Medicaid spending is at an all-time high of half a trillion dollars a year nationwide. The U.S. public spending on healthcare is more than the socialized systems in Canada and the U.K., according to recent data.

“U.S. governments at all levels spent 8.5 percent of gross domestic product on healthcare in 2016, more than the average of comparable countries (7.9 percent), the U.K. (7.7 percent), and Canada (7.4 percent). The only countries in the group that spent more were France (8.5 percent) and Germany (9.5 percent),” writes The Washington Examiner referring to the Kaiser Family Foundation’s analysis of 2016 OECD data.

And this is only going to get worse.
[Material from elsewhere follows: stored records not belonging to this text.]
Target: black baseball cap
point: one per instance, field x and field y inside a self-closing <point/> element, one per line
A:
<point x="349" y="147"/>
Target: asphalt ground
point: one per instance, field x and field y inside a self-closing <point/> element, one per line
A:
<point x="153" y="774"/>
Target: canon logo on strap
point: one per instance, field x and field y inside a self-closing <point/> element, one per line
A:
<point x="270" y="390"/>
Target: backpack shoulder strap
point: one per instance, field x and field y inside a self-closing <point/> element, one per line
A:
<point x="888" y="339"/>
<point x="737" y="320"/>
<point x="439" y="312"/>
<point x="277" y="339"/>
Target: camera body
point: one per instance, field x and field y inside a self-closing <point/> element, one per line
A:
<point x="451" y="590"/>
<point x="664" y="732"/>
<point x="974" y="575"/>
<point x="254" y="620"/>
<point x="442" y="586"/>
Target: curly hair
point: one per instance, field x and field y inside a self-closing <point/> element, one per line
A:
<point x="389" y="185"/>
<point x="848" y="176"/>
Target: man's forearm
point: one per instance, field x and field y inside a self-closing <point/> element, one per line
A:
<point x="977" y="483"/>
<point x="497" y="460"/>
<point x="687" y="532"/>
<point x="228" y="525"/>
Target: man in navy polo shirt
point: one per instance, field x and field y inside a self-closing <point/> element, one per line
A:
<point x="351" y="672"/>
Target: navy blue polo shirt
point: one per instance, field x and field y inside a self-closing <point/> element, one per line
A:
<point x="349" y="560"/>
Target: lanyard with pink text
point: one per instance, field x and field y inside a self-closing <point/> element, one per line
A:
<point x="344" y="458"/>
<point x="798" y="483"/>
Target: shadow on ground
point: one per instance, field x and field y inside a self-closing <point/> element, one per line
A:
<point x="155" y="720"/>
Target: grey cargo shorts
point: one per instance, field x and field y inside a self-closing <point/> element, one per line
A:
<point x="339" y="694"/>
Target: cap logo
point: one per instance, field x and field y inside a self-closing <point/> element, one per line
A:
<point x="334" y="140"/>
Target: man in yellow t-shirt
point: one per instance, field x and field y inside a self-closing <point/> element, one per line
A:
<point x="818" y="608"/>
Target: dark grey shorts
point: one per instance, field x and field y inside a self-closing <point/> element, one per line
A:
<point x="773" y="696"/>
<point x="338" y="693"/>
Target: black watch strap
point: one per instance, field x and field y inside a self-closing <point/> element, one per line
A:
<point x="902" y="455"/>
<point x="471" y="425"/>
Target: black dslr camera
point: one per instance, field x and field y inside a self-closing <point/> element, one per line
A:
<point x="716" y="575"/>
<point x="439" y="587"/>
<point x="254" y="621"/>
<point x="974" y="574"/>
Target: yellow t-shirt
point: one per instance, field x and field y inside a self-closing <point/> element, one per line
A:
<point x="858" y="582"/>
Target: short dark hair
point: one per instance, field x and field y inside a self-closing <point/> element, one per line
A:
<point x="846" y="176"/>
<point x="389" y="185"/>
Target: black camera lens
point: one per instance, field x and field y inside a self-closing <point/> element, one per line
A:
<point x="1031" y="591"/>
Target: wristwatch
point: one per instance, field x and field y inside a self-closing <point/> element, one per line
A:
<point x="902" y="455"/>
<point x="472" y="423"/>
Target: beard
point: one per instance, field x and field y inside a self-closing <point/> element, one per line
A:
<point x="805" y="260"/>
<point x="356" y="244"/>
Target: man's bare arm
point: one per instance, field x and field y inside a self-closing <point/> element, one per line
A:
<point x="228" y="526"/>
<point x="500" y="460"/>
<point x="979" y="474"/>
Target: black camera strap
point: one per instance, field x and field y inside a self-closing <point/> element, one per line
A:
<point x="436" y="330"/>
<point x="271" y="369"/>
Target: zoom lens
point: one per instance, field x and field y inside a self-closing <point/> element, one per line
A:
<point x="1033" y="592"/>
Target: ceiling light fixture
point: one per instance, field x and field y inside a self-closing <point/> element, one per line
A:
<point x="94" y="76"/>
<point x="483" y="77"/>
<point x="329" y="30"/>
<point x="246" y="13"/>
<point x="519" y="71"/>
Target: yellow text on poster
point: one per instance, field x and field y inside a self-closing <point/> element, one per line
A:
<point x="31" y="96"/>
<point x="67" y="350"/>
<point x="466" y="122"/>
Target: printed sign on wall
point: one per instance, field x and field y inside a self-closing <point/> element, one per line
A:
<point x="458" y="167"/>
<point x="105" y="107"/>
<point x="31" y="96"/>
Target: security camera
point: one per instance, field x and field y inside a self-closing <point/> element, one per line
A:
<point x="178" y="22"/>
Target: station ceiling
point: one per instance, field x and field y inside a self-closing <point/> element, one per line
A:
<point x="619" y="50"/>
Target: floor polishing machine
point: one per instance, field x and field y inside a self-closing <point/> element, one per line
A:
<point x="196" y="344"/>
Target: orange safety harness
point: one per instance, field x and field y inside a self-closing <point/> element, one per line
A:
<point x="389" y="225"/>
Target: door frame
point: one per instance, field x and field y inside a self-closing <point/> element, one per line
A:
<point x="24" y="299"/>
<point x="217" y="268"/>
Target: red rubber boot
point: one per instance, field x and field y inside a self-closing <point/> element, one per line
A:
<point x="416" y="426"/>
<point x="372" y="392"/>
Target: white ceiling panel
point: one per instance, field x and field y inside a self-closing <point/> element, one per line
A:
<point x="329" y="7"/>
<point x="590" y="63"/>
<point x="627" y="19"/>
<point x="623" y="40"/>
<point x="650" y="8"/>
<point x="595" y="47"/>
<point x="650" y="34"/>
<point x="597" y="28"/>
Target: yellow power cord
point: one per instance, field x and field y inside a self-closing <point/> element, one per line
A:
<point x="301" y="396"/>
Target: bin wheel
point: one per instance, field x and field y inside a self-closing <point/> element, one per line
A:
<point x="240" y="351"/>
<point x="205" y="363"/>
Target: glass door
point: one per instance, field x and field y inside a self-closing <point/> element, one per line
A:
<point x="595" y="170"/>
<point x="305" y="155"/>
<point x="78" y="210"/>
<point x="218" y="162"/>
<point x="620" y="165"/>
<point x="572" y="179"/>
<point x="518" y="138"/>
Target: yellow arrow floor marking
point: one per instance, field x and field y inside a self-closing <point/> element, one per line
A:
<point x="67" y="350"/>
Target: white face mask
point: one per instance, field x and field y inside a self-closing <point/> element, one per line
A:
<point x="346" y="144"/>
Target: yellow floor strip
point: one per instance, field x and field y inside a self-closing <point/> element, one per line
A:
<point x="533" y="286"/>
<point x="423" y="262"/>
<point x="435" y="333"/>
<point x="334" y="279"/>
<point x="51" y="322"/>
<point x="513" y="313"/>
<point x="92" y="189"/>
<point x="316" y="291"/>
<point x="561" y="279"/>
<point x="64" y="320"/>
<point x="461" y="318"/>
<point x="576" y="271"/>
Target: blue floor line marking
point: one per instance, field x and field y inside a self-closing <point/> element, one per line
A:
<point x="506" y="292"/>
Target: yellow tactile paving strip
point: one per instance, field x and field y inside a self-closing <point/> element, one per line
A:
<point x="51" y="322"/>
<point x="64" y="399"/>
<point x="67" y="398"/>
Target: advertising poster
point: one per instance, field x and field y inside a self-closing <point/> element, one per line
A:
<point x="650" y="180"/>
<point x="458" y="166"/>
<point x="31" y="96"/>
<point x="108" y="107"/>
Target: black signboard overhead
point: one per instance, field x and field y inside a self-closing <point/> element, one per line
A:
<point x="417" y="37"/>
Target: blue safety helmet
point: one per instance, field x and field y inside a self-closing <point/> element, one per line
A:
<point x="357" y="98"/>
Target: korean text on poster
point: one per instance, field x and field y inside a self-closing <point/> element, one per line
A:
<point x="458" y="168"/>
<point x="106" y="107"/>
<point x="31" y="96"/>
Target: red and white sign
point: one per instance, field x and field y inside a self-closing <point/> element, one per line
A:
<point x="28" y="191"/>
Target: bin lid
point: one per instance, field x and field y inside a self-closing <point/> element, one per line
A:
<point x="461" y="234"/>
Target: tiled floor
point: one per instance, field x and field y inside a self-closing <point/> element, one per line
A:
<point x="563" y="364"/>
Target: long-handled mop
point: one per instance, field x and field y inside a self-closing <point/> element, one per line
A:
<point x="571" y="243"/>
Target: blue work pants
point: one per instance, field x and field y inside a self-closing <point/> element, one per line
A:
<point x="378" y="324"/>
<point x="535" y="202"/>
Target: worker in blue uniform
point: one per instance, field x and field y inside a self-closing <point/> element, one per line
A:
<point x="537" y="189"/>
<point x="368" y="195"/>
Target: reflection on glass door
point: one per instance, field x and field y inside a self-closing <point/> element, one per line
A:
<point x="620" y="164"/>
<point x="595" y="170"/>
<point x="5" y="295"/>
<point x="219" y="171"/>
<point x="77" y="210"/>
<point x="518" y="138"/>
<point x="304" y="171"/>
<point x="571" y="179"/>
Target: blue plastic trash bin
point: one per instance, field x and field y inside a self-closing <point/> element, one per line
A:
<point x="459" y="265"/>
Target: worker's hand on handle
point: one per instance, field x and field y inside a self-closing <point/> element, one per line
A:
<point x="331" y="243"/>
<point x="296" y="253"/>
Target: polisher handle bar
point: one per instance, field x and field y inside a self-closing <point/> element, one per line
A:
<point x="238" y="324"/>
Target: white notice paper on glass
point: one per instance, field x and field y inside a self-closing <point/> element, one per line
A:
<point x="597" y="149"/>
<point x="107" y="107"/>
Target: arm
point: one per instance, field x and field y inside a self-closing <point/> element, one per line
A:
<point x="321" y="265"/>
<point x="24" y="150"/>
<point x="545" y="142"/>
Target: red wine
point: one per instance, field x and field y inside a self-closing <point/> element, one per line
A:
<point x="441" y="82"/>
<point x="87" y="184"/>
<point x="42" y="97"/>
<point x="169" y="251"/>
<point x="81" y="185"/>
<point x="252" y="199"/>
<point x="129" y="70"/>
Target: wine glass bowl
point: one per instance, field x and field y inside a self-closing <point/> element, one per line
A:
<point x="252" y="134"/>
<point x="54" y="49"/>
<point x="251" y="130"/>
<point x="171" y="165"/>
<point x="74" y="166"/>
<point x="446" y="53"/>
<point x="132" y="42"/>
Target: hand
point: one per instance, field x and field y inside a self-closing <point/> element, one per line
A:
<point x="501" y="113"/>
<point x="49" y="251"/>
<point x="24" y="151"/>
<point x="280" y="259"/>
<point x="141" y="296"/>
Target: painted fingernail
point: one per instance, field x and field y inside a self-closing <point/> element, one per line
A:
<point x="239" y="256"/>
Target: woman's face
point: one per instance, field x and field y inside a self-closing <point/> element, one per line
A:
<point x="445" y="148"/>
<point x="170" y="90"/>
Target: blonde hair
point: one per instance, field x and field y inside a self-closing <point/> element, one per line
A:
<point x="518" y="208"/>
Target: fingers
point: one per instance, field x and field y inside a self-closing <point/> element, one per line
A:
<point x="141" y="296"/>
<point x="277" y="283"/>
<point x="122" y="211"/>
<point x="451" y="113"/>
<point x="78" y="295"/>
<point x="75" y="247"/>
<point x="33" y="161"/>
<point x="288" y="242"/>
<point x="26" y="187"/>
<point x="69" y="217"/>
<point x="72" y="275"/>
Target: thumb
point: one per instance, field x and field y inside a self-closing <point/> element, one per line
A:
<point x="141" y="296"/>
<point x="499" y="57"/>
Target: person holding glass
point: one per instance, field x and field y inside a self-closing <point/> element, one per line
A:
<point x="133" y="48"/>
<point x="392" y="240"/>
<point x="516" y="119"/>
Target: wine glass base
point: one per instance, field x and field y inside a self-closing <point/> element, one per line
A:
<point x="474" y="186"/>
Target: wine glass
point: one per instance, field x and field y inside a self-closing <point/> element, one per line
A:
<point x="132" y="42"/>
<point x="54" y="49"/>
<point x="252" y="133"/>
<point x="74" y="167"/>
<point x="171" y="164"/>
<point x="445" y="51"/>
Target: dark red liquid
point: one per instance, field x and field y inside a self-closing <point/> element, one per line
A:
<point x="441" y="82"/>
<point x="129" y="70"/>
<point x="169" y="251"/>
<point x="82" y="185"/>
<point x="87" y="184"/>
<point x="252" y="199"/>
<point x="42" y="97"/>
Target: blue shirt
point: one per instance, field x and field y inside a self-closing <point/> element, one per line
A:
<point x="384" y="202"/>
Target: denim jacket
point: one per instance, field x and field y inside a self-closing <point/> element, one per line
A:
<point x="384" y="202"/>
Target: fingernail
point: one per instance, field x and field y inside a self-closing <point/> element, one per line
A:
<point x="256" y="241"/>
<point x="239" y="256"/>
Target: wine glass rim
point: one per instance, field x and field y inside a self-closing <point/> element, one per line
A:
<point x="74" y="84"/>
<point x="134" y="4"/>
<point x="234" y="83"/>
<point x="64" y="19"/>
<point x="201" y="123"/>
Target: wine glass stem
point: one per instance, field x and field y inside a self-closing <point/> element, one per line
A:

After the midterm elections, Obamacare’s Medicaid expansion is expected to grow by a half of million. 

“Democratic victories in Kansas, Maine and Wisconsin gubernatorial races could soon put those states in the expansion column, and voters in Idaho, Nebraska and Utah easily approved initiatives adopting the program,” writes Politico.

However, some state leaders are pushing back on rolling out the expansion. 

At the end of last month, the Maine Governor’s office filed a court order to delay Medicaid expansion in the state, claiming that it will cause a “fiscal crisis” to Maine’s Department of Health and Human Services.

Author’s note: This is an example of just another Obama welfare program being abused by millions. The idea behind the program isn’t awful, but the execution and lack of policing is costing taxpayers a lot of money. Sadly, this will only get worse before it gets better and the real problem of spiraling costs of healthcare continues to go unaddressed.